Par exemple, le Dalaï Lama n'a jamais prôné la violence, ne soutient pas les jeunes Tibétains qui veulent prendre les armes contre l'armée chinoise. C'est un sacrifice inutile car le rapport des forces est en leur défaveur. Mais utiliser les mots, prendre la parole pour défendre la paix et la tolérance, montrer que, quel que soit le mal qui est fait, la justice triomphera à un moment donné. « Si quelqu’un te frappe sur la joue droite, tends-lui aussi la gauche », disais Jésus à ses disciplines. C'est une phrase qui résume le discours non-violent de la religion chrétienne. Il s'agit de dépasser la loi du talion, si courante à l'époque (et déjà, semble t-il, une avancée juridique). Cette loi du talion qu'utilise encore les fondamentalistes musulman parce qu'ils n'ont pas évolués avec leur temps. La loi du talion a pu être un progrès et c'est en ce sens qu'il faut le prendre. La religion doit accompagner le progrès, pas l'inverse. Les chrétiens comme les musulmans ont vraiment des questions à se poser à ce sujet.

Il me semble, sincèrement, que les religions sont armées pour riposter face aux gens qui, en leur sein, veulent tuer au nom d'un idéal qui, de toute façon, est voué à l'échec sur le long terme. Je suis agnostique, athée de plus en plus, mais je pense qu'il ne faut pas lutter contre les religions, mais pour les religions, pour qu'elles intègrent profondément cet esprit de paix et de tolérance dont tout le monde à besoin dans sa vie quotidienne. Sinon, elles disparaîtrons d'elles-mêmes et la religion catholique, en France, paie aussi un certain discours réactionnaire.
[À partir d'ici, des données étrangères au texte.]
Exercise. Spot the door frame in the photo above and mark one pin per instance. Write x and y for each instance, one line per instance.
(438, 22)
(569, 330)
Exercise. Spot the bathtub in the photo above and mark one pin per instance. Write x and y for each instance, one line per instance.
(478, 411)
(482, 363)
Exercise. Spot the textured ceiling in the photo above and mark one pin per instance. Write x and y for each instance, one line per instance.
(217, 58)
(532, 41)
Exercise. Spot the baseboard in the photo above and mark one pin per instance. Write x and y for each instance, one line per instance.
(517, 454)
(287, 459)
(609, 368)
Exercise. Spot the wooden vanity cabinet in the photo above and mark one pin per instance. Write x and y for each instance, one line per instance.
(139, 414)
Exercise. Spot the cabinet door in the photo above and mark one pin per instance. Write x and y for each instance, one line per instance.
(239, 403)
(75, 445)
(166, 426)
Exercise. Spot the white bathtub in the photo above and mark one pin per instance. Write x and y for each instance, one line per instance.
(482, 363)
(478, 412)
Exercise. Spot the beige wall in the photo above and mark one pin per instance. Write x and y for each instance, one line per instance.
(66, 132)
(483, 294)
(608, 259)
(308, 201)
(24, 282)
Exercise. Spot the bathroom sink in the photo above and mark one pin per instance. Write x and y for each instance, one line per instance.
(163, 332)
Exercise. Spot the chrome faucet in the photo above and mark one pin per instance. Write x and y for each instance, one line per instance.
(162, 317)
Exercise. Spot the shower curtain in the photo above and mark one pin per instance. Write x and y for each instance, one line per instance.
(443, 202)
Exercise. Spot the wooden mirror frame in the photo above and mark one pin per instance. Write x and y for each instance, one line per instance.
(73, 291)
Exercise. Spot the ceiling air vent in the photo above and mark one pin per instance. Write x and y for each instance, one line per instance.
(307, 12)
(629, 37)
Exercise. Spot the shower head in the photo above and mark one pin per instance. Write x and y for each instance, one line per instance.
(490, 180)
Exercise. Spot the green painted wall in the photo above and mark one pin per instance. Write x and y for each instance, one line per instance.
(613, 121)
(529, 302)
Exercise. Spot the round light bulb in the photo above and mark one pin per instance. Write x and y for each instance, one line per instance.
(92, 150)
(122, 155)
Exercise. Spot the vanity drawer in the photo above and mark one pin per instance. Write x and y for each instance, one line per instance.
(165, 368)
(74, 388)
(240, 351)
Il est vrai que même les gens les plus tolérants, les plus ouverts, peuvent, un moment où à un autre, faire le contraire de leurs idéaux, par peur, par inconscience parfois. S'il n'y a personne pour leur dire, pour pointer du doigt leurs propos, ils s'aveugleront encore plus. Il ne faut pas attendre que chacun change intérieurement, qu'il soit trop tard pour le dire. La spiritualité est une chose, s'enferme dans un discours qui conduit à l'exclusion des autres en est une autre. C'est ce discours contre lequel il faut lutter et cela ne pourra pas être fait sans les membres modérés des religions concernées. Il faut faire bouger les choses collectivement, parfois en imposant la paix et la tolérance par des mesures de justice. C'est aussi ça, garantir la liberté. C'est dire, oui, nous devons pouvoir dire tout ce que nous pensons, mais non, nous ne pouvons pas tout dire et tout faire en France. Et heureusement ! La liberté d'expression n'est pas bradée lorsqu'un Eric Zemmour est mis en accusation pour des propos haineux. Il a pu parler librement. Il est sanctionné ensuite.

 

La liberté n'est pas divisible. Elle n'est possible que voulue collectivement.